Earlier this month, John helped organize an auction of 7,000 cattle in Joplin, Mo., whose beef would qualify for shipment to Japan. New rules limit beef destined for Japan to animals 20 months or younger. New paperwork and tracking requirements also were imposed.

Beyond that, Japanese consumers will need convincing, said North Dakota rancher Dick Tokach. "It's going to be another selling campaign to assure Japanese people that beef in the U.S. is safe," Tokach said.

A survey by Japan's Kyodo news agency found about 75 percent of Japanese unwilling to eat U.S. beef because of mad cow fears. Twenty-one percent said they would consume it.

Japan lifted its ban late Sunday, and the United States responded Monday morning by agreeing to allow the importation of Japanese beef. The U.S. appetite for Japanese beef, primarily expensive Kobe steaks, is more of a niche market worth an estimated $808,000 annually.

The first shipment from Denver, organized by the U.S. Meat Export Federation, is expected to arrive Sunday.

Among other companies, meatpacker Swift & Co. is striving to have products in the shipment, a company spokesman said.

In the meantime, Japanese inspectors will be visiting plants to certify them, according to Agriculture Secretary Mike Johanns.

"We know of many plants across the United States who have been anticipating this day," Johanns said Monday from Hong Kong, where he is participating in global trade talks. "They are prepared to deal with the export verification requirements, and so I'm optimistic. I think the industry will adjust very quickly."

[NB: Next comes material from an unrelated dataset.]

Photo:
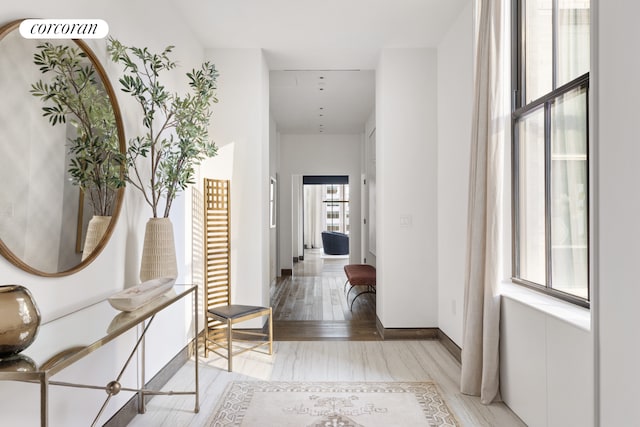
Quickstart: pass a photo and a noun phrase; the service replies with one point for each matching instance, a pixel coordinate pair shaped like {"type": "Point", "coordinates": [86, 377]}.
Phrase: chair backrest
{"type": "Point", "coordinates": [217, 244]}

In an interview with The Associated Press, Johanns said, "I think we'll see plants that are given the green light yet this week."

Even before taking office last January, Johanns promised frustrated senators during his confirmation hearing that lifting Japan's ban would be his first priority. Lawmakers had repeatedly threatened Japan with retaliatory measures.

Lawmakers pressed Monday for Japan to further ease restrictions by allowing beef from cattle that has been slaughtered at up to 30 months of age, as called for under international animal health guidelines. The age cutoff is because infection levels from mad cow disease are believed to rise with age.

"It's critical that the Japanese allow free and fair access to their consumers who hunger for Montana beef," said Montana GOP Rep. Dennis Rehberg, who is a cattle rancher.

U.S. officials called on other Asian countries, including Hong Kong, Taiwan, South Korea and Singapore, to follow Japan's lead.

"Now 70 countries are open to U.S. beef," said U.S. Trade Representative Rob Portman, who was with Johanns in Hong Kong. "I encourage other trading partners to move forward expeditiously to normalize trade in beef."

Since finding mad cow disease in a Washington state heifer in December 2003, the U.S. confirmed a second case in June in a Texas-born cow. Japan has confirmed 21 cases of mad cow disease.

Mad cow disease is the common name for bovine spongiform encephalopathy, or BSE, a degenerative nerve disease in cattle.

In people, eating contaminated meat products is linked to a rare but fatal disease called variant Creutzfeldt Jakob disease. More than 150 people have died of the disease, mostly in the United Kingdom, where there was an outbreak in the 1980s and 1990s.